Creating TTS Jobs - Hamsa API

Overview

Creating a Text to Speech job involves entering text, selecting a voice, adjusting controls, and generating audio. The system processes your text and generates high-quality speech audio that you can preview, download, or use in other applications.

TTS jobs are processed in real-time or near real-time. Most jobs complete within seconds to minutes depending on text length. You can preview audio while it’s being generated.

Step-by-Step Process

Step 1: Navigate to Text to Speech

Click on Text to Speech in the navigation menu
The TTS interface opens with the text editor and voice controls

Navigate to Text to Speech in the navigation menu

Step 2: Enter Text Content

Enter or paste the text you want to convert to speech: Text Input Options:

Type directly: Type text in the text editor
Paste text: Copy and paste text from another source

Text Input Best Practices:

Use clear, well-formatted text
Add punctuation for natural pauses
Break long paragraphs into shorter ones
Check spelling and grammar

Very long texts may take longer to process and consume more credits. Consider breaking very long content into multiple jobs if needed.

Step 3: Select a Voice

Choose the voice you want to use for speech generation. Click on the voice selection area to open the voice selection modal. Modal tabs:

Explore: Handpicked collections by use case (e.g. Arabic Narration, Social Media, Studio Conversational, Character Voices) and a “Weekly spotlight - New Voices” list. Use this to discover voices by context.
My Voices: Your favorite voices in one place for quick access.
All Voices: Full voice library with infinite scroll.

Finding voices:

Search: Type a voice name in the search field for instant results.
Filter: Narrow by language, gender, style, dialect, or use case. Use “Clear filters” to reset.
Explore collections: On the Explore tab, click a collection card to see voices for that use case.

Selecting a voice:

Open the voice selection area to open the modal.
Switch between Explore, My Voices, or All Voices as needed.
Preview a voice by clicking the play icon on a voice row.
Click the voice (or Select in the modal) to apply it to your job. The modal closes and the chosen voice is shown in the TTS interface.

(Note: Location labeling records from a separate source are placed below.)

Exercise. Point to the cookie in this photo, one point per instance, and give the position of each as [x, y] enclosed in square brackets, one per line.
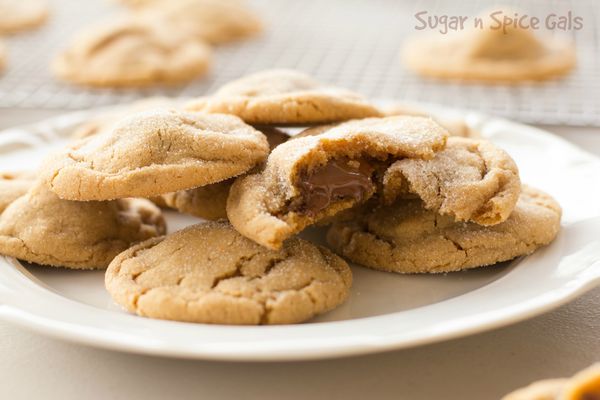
[456, 125]
[19, 15]
[209, 202]
[584, 385]
[470, 180]
[41, 228]
[14, 185]
[131, 52]
[155, 152]
[285, 97]
[489, 55]
[213, 21]
[547, 389]
[105, 121]
[209, 273]
[308, 179]
[407, 238]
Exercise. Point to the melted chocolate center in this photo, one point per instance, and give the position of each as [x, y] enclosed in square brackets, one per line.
[336, 180]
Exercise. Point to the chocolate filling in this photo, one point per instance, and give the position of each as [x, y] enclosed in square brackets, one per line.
[336, 180]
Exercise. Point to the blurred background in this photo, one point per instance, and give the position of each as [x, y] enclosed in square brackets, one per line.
[348, 43]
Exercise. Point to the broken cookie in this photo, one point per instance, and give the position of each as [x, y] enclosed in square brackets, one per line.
[407, 238]
[308, 179]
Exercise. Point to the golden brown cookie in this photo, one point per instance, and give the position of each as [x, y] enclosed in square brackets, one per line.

Voice types in the library:

System voices: Pre-trained voices from the library (Arabic and English, multiple styles and dialects).
Custom voices: Your cloned or custom voices, same controls as system voices.
Favorites: Voices you’ve marked as favorites appear under My Voices.

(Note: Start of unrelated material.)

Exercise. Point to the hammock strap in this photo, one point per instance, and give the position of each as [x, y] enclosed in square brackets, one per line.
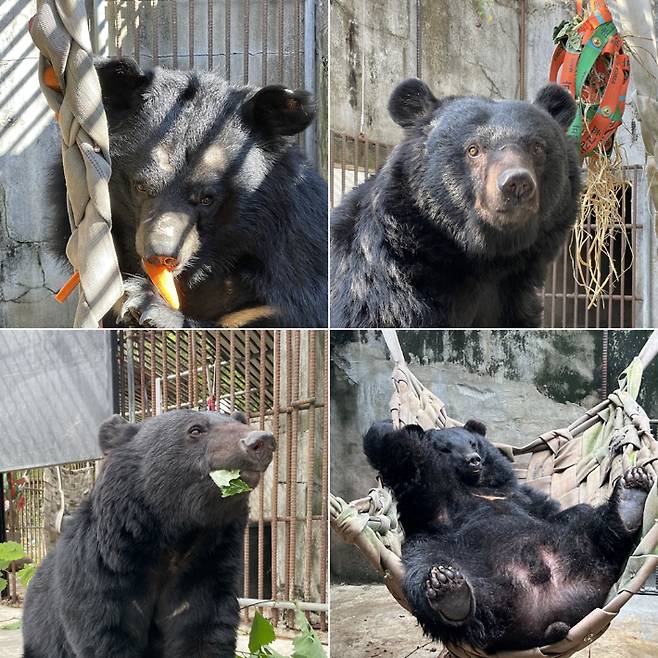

You can preview any voice before selecting it. Click the play icon next to a voice to hear a sample.

Step 4: Adjust Voice Controls (Optional)

Fine-tune the voice characteristics: Speed Control:

Range: 0x to 2x (default: 1x)
Adjustment: Drag slider or enter value
Effect: Controls how fast the voice reads
Use cases: Slower for clarity, faster for quick playback

Expressiveness Control:

Range: 0 to 2 (default: 1)
Adjustment: Drag slider or enter value
Effect: Controls emotional range and variation
Use cases: More neutral for consistency, more expressive for dynamics

Start with default settings and adjust based on your needs. You can always regenerate with different settings.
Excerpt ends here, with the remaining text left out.